HaxeFoundation / haxe

Haxe - The Cross-Platform Toolkit
https://haxe.org
6.18k stars 655 forks source link

Heinsenbug #4347

Closed ncannasse closed 9 years ago

ncannasse commented 9 years ago

Just currently tracking an hardcore bug with our Evoland2 code base and latest Haxe compiler related to monomorphs. I don't really get what's going on so I'll log my findings here, hoping it rings some bells wrt to some recent change - it might actually not be related to a recent change at all given how hard it seems to reproduce.

The issue is the following: all my unserialized data gets turned to String values.

The reason: in haxe.Unserializer, we have the following code:

    function unserializeObject(o) {
        while( true ) {
            if( pos >= length )
                throw "Invalid object";
            if( get(pos) == "g".code )
                break;
            var k = unserialize();
            if( !Std.is(k,String) )
                throw "Invalid object key";
            var v = unserialize();
            Reflect.setField(o,k,v);
        }
        pos++;
    }

In that case v is a monomorph, so it should be generated as Dynamic by genSWF, and it was actually generated that way... up to now.

In the SWF output, I'm getting the String type instead of Dynamic. More funny is that if I $type(v) before and after the setField, it correctly prints Unknown but will anyway compiles to String.

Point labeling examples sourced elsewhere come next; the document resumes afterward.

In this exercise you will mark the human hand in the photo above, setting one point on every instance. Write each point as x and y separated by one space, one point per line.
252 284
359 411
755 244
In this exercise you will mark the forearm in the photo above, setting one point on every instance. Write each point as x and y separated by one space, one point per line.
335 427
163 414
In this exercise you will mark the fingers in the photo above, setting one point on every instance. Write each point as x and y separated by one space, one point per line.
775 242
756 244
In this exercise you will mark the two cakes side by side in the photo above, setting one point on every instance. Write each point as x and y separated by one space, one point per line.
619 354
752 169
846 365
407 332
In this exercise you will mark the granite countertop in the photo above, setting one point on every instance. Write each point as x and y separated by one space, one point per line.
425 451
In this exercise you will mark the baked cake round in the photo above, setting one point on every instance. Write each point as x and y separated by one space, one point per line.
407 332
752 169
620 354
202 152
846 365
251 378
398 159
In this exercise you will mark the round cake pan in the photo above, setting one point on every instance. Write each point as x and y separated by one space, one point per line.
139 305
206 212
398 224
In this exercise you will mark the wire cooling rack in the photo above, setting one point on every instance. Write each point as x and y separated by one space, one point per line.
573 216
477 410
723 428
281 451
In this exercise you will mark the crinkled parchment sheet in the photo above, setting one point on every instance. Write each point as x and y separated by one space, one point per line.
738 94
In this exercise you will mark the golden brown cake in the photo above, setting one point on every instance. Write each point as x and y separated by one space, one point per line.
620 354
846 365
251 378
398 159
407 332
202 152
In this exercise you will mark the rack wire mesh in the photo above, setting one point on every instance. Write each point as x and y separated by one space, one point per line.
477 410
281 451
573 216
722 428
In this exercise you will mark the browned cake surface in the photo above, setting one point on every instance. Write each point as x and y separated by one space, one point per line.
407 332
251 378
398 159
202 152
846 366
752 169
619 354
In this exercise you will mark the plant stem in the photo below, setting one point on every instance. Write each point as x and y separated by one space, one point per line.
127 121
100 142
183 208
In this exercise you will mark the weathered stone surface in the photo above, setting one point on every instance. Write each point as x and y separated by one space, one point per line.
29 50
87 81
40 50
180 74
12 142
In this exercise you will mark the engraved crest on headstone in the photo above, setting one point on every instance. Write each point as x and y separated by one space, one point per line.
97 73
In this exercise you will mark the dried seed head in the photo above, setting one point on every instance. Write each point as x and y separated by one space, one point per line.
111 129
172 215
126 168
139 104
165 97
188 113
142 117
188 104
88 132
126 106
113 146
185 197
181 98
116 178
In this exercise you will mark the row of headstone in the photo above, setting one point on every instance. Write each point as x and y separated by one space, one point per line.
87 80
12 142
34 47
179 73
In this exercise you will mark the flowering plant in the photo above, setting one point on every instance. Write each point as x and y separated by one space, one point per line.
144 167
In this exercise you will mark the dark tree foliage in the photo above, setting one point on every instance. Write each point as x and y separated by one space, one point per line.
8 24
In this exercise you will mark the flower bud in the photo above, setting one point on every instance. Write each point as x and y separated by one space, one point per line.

Of course, trying to reproduce with a small example does not actually reproduces the bug (how funny is that !).

Any insight ?

Simn commented 9 years ago

What does -D dump say about v's type?

ncannasse commented 9 years ago

haven't checked but it most likely says String. I found the only place where the TMono is actually bound, here's the stack trace:

Raised at file "type.ml", line 1239, characters 34-38
Called from file "type.ml", line 1370, characters 41-53
Called from file "type.ml", line 1448, characters 2-22
Called from file "codegen.ml", line 1806, characters 10-31
Called from file "codegen.ml", line 1813, characters 13-26
Called from file "list.ml", line 57, characters 20-23
Called from file "type.ml", line 2010, characters 26-41
Called from file "codegen.ml", line 1864, characters 10-36
Called from file "list.ml", line 57, characters 20-23
Called from file "list.ml", line 57, characters 32-39
Called from file "list.ml", line 57, characters 32-39
Called from file "list.ml", line 57, characters 32-39
Called from file "list.ml", line 57, characters 32-39
Called from file "list.ml", line 57, characters 32-39
Called from file "list.ml", line 57, characters 32-39
Called from file "type.ml", line 2010, characters 26-41
Called from file "codegen.ml", line 1864, characters 10-36
Called from file "type.ml", line 1994, characters 30-34
Called from file "codegen.ml", line 1864, characters 10-36
Called from file "list.ml", line 57, characters 20-23
Called from file "type.ml", line 2010, characters 26-41
Called from file "codegen.ml", line 1864, characters 10-36
Called from file "codegen.ml", line 1860, characters 59-75
Called from file "list.ml", line 86, characters 24-34
Called from file "filters.ml", line 1107, characters 22-29
Called from file "list.ml", line 75, characters 12-15
Called from file "filters.ml", line 1112, characters 2-45
Called from file "list.ml", line 75, characters 12-15
Called from file "filters.ml", line 1209, characters 2-59
Called from file "main.ml", line 1508, characters 2-27
Called from file "main.ml", line 637, characters 3-11
Called from file "main.ml", line 1741, characters 1-35
sledorze commented 9 years ago

bisect?

ncannasse commented 9 years ago

For the record that was funny to track : I used $type(v) to be able to store my TMono reference into a variable, then raise an error when we actually try to bind it in Type.link

Simn commented 9 years ago

type.ml line 1370 is (match !t with on development branch so the line numbers are likely not accurate.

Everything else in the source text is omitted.